A TV Aurora entrevista Maria da Penha no 14º aniversário da Lei nº 11.340
Nesta sexta-feira (7), a Lei nº 11.340, mais conhecida como Lei Maria da Penha, completa 14 anos e, para marcar a data, a jornalista Isabela Pontes entrevistou a própria Maria da Penha. O nome da lei se deve ao fato da ativista ter sofrido um grande caso de violência doméstica, em 1983, sendo o retrato do que acontecia no Brasil, quando as mulheres eram violentadas pelos seus companheiros e os agressores não eram punidos.
Graças à repercussão do caso Maria da Penha, foi aberto um debate entre o Legislativo, o Executivo e a sociedade. O resultado desse diálogo foi o Projeto de Lei n.º 4.559/2004 da Câmara dos Deputados, que chegou ao Senado Federal. O projeto foi aprovado por unanimidade nas duas casas.
Durante a entrevista, a ativista relata como podemos mudar essa cultura machista e promover a defesa da mulher. Na entrevista, Maria da Penha dá conselho às mulheres que estão inseridas no ciclo da violência, sob o medo e a opressão, e que, neste momento, estão em isolamento social com seus agressores. A ativista fala, ainda, sobre a necessidade do compromisso dos gestores para criação de políticas públicas que abranjam todos os eixos necessários para que a mulher possa ter uma vida digna.
Confira a entrevista:
Como cultivar e ensinar às crianças a ter respeito pelas mulheres desde cedo e não seguir no caminho de uma cultura machista?

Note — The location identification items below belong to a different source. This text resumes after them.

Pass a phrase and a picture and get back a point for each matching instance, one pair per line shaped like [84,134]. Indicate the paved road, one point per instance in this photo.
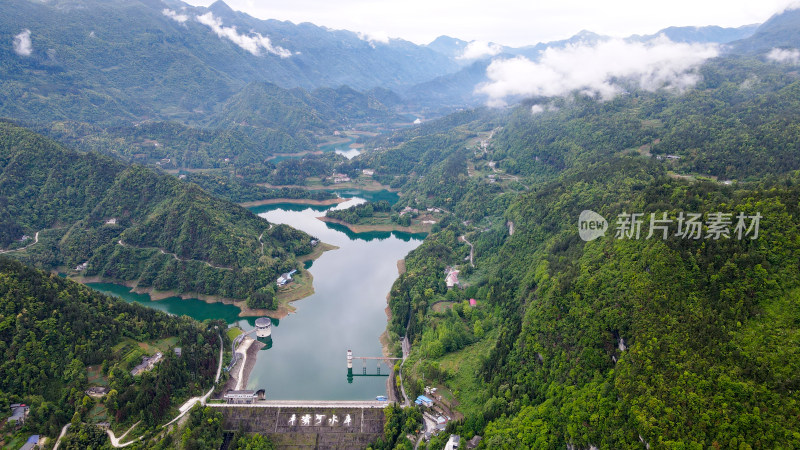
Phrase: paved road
[192,401]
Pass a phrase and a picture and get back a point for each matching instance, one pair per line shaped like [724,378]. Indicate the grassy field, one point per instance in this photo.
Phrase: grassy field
[302,286]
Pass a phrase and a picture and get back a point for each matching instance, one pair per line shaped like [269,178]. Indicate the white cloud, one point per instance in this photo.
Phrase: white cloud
[597,69]
[784,55]
[22,43]
[254,43]
[480,49]
[372,38]
[181,18]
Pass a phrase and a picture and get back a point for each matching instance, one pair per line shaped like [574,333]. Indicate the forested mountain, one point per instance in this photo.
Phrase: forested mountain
[249,129]
[131,224]
[53,329]
[85,59]
[621,342]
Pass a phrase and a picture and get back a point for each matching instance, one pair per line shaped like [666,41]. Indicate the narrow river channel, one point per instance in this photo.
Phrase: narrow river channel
[306,360]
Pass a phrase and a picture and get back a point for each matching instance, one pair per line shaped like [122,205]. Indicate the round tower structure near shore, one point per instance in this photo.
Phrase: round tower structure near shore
[263,327]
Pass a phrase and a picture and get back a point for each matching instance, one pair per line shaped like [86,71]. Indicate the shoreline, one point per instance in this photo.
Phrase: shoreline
[284,309]
[374,186]
[413,229]
[156,295]
[298,201]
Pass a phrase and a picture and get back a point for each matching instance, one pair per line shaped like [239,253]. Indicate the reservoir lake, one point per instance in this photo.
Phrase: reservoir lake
[306,358]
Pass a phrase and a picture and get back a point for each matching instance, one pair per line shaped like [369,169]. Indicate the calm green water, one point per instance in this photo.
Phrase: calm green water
[347,311]
[307,359]
[193,307]
[342,148]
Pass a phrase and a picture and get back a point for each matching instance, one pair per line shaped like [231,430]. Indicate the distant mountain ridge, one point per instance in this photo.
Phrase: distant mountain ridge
[131,224]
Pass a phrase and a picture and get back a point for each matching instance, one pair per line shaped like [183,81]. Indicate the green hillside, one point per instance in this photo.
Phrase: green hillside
[59,338]
[131,224]
[614,343]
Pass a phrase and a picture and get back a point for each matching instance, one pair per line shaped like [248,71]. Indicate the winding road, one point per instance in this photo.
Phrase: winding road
[35,241]
[177,258]
[192,401]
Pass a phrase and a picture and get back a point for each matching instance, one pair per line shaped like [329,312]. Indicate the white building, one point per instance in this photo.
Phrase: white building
[263,327]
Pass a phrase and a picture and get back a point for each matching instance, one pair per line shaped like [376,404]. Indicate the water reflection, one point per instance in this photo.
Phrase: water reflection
[347,310]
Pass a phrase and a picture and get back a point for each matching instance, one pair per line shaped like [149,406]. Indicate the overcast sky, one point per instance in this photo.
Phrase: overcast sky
[508,22]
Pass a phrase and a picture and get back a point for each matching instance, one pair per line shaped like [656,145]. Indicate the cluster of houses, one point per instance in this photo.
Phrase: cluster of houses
[244,397]
[286,278]
[148,362]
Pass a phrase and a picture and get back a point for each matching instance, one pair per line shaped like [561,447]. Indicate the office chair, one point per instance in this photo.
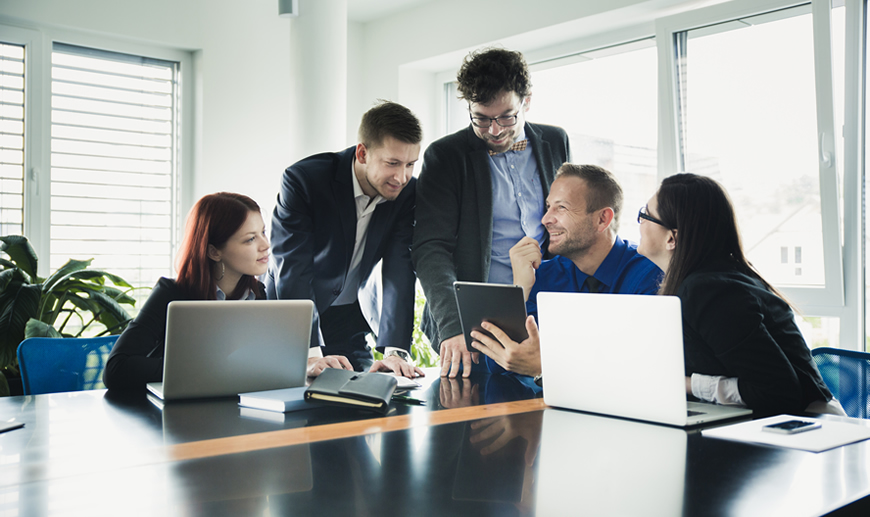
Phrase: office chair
[847,374]
[54,365]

A mudança cultural precisa de tempo para acontecer e precisa passar, impreterivelmente, pela educação. No relatório do meu caso, emitido pela OEA (Caso 12.051 - Maria da Penha x Brasil), existe uma Recomendação (4E) que diz que deve ser adotado nos currículos escolares, de todos os níveis de ensino, uma disciplina que trate dos direitos das mulheres e dos conflitos intrafamiliares. Esta mesma recomendação encontra-se no Art. 8º da Lei Maria da Penha. Mas precisamos da vontade e do compromisso dos gestores públicos para transformar essa recomendação em uma política de Estado. O que existe hoje, são projetos pontuais. Precisamos investir na educação se quisermos desconstruir a cultura machista e patriarcal e construirmos uma sociedade de paz.
Como as mulheres chefes de família podem encontrar auxílio do Governo para viver numa sociedade mais justa e equitativa?
De cada 10 lares brasileiros, quatro são chefiados por mulheres (Pnad 2015). É preciso existir políticas públicas que abranjam todos os eixos necessários para que a mulher possa ter uma vida digna. Essas políticas públicas devem ser na área da saúde, saúde mental, programas de autonomia financeira, inserção no mundo do trabalho, enfrentamento à violência doméstica e familiar contra a mulher, dentre outras.
Qual deve ser o real papel da sociedade em prol da proteção contra as mulheres?
É necessário entendermos que todos e todas podemos cumprir nosso papel de transformadores sociais e podemos fazer parte da rede de apoio da mulher em situação de violência. A frase “Em briga de marido e mulher não se mete a colher” não pode ser mais utilizada e nem aceita nos dias de hoje. Hoje nós temos uma Lei, batizada com o meu nome, que veio para resgatar a dignidade da mulher brasileira e esta mesma lei possibilita que a denúncia, em caso de violência doméstica, possa ser feita não somente pela vítima e essa denúncia pode ser inclusive anônima.
Qual a saída para fortalecer as mulheres carentes que dependem financeiramente e emocionalmente do seu companheiro?
Mais uma vez reitero a necessidade da criação de políticas públicas, como por exemplo o Centro de Referência da Mulher. Este equipamento possui atendimento psicossocial e jurídico para acolher a vítima de violência e juntamente com ela, traçar uma estratégia para que esta mulher consiga romper o ciclo da violência no qual está inserida e muitas vezes nem se dá conta. Programas de autonomia financeira também são muito importantes, pois sabemos que a falta de capacitação profissional e independência financeira são fatores que fazem com que a mulher suporte por mais tempo a situação da violência.
A senhora que é símbolo e exemplo de resistência, qual conselho a senhora daria para uma mulher que sofre violência doméstica?
Eu diria que não é fácil mudar de vida. Existe o medo, a vergonha, o receio de não conseguir refazer a vida, criar os filhos sozinha..., mas é importante saber que “quando a violência acaba, a vida recomeça”. Quebre o silêncio. Compartilhe a sua situação com alguém da sua confiança. Esse é o primeiro passo para se romper com o ciclo da violência. Hoje não precisamos mais sofrer caladas. Hoje contamos com a Lei Maria da Penha. E lembre-se: em caso de emergência ligue 190. Para denúncias, ligue 180.